# Secrets 1/350 Enterpries Refit build.



## secretreeve (Sep 11, 2012)

This is going to be a long project time wise.

Mostly because of the custom lights being controlled from an Arduino Uno.

I dont actually have the model kit yet, due to the amount of work presented to me for the lighting alone. But heres a general break down before I go onto the programming.

Motorized shuttle bay doors.
LED landing strips in the shuttle bay.
3 modes - Startup, Impulse Power and Warp Power.
Possible sound effects for going to warp and dropping out from warp.

Now, the Arduino has certain limitations which need to be accounted for. Most notably, the lack of output pins.

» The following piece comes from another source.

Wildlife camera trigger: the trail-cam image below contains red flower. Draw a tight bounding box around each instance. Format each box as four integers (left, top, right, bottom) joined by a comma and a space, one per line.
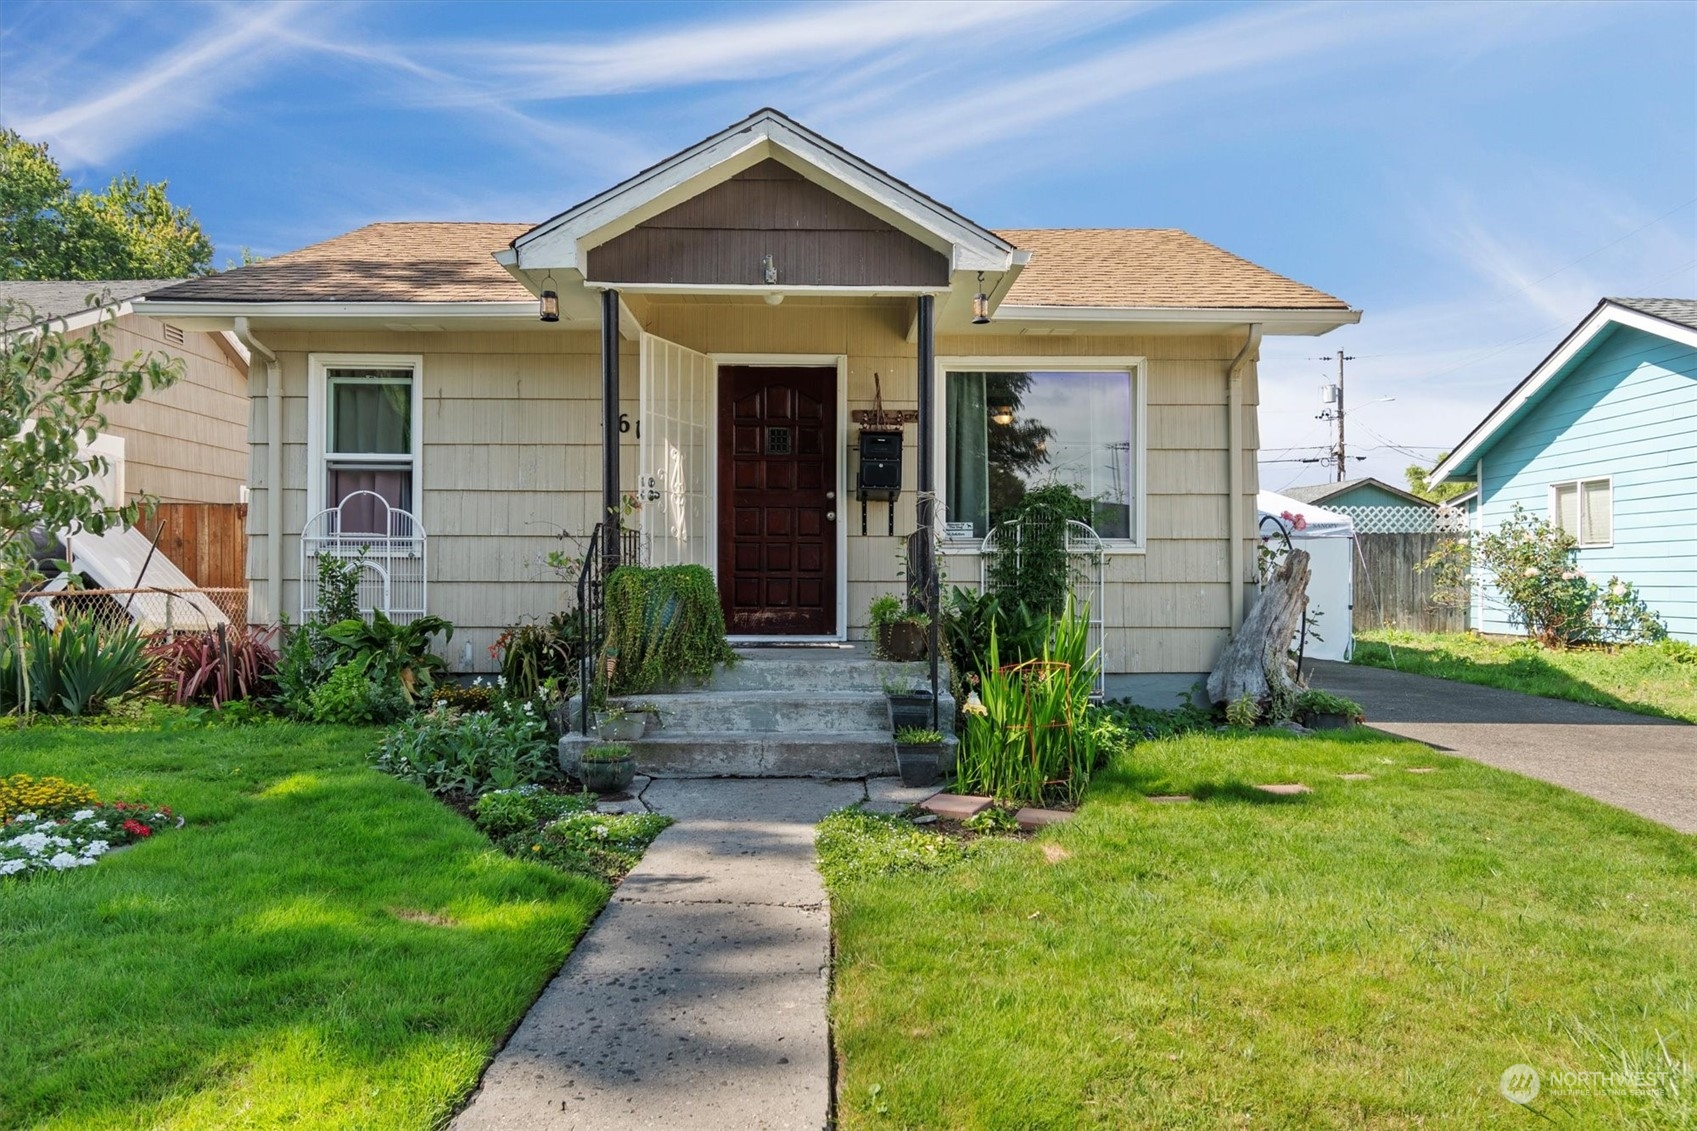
122, 819, 152, 838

So the saucer cabin lights, engineering cabin lights and flood lights are being consolidated down to a single pin output. This "signal" will be fed into a circuit that will activate the 3 sets of lights at the right times.

The other major limitation is power output of those 13 pins.

Each pin will act as a trigger signal which will go to a "power expansion board" and be activated/deactivated with that.

Now then! the fun part! I have already been working on the core programming. And its coming along quite nicely. I will post the video below but heres what still needs to be done:


There is a bug with the impulse leds (3rd and 4th LEDS from the right) where they are not staying on properly.
The fade LED's need to be "down faded" instead of simply turning off.
Servo control needs to be added for the shuttlebay doors.
Possibly add sound effects

The timings on the navigation lights and strobe lights need a little "tweeking".

The idea behind the code controlling it all though is that it can be used in ANY starfleet model and the variables, such as the navigation light and strobe light times, changed to suit.

So "hey you said you'd add a video link" I hear you saying.

Well here it is:

https://www.youtube.com/watch?v=f-trRl2oFaw&list=PL1ja0k2ccCfverSOdZQo0rclB5YKm89W7&index=5

I will be trying to get the code refined and working properly as well as beginning work on the hardware circuits. First and Foremost will be the shuttlebay landing strips though.

If you think you can help get the code working properly, Please drop me a private message. But I should say, I do intend to make all schematics and the code available publicly to the members here. So please bare that in mind if you wish to help with the code.

I will of course, answer any questions and try to keep regular updates coming!

:wave:


----------



## mikephys (Mar 16, 2005)

This sounds very cool. I don't know much at all about Arduino, but I look forward to your updates. From your video, I gather that you are attempting to replicate the Enterprise start up sequence from TMP.

Best of luck to you, and please keep the updates coming!


----------



## secretreeve (Sep 11, 2012)

Yeah, thats the startup sequence I'm hoping for but could do with a video of it for reference, then I can adjust the code to suit.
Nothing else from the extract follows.